Post-publication Francoise felt, after surviving the Nazi Occupation and Picasso, to trade the old world for the new yet again. Gilot little imagined life in America would lead to another rendezvous with a Colossus. In the summer of 1969, in La Jolla, California, Francoise met Dr. Jonas Salk, the famed inventor of the polio vaccine, through mutual friends. Francoise stated it was love at third sight: the first encounter was at a business lunch, the second at a dinner party, the third when Jonas invited her on a tour of his oceanfront institute. When she left for her home in Manhattan, Jonas followed and then trailed her when she left for Paris. Within a year they decided to walk down the matrimony aisle for the second time. Unlike Picasso who basked in the press, Salk took pains to avoid its glare. Two weeks before their wedding they went for dinner at New York’s “21” Club where they ended up dining at two separate tables as they did not want to alert the journalists of their relationship. When they left for their wedding in France so Gilot’s mother could be present, they flew as Mr. And Mrs. Peterson, and did the deed five days earlier than the announced date. Even Gilot’s children did not know of the event until it was a fait accompli. Upon their return to La Jolla, Francoise settled into Jonas’ contemporary wood frame home whose windows showcased a spectacular view of the Pacific. Comparing her two titian husbands Gilot stated, “In Jonas Salk, the man is equal to the artist. Picasso, the man was not on the same level as Picasso, the artist.” Unquestionably the good doctor was easier to live with. In her twenty-five year marriage to Salk, Francoise found the joy which had once proved unattainable as the wife of Picasso..
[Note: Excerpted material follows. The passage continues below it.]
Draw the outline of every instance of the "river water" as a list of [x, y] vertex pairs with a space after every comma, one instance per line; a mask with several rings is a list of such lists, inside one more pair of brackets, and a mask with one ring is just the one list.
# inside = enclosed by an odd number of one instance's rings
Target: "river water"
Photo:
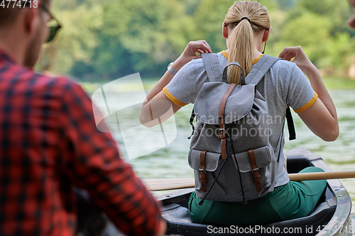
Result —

Intrigued by the story of the woman who had been the love interest of two of the men profiled on Time Magazine’s most influential men of the 20th century, Larry King interviewed the possessor of the singular romantic resume, curious if she possessed more than normal pheromones. When he inquired what it was like to have captured Picasso and Salk, Francoise responded, “I’d like to think they had me. Lions mate with lions, not with mice.”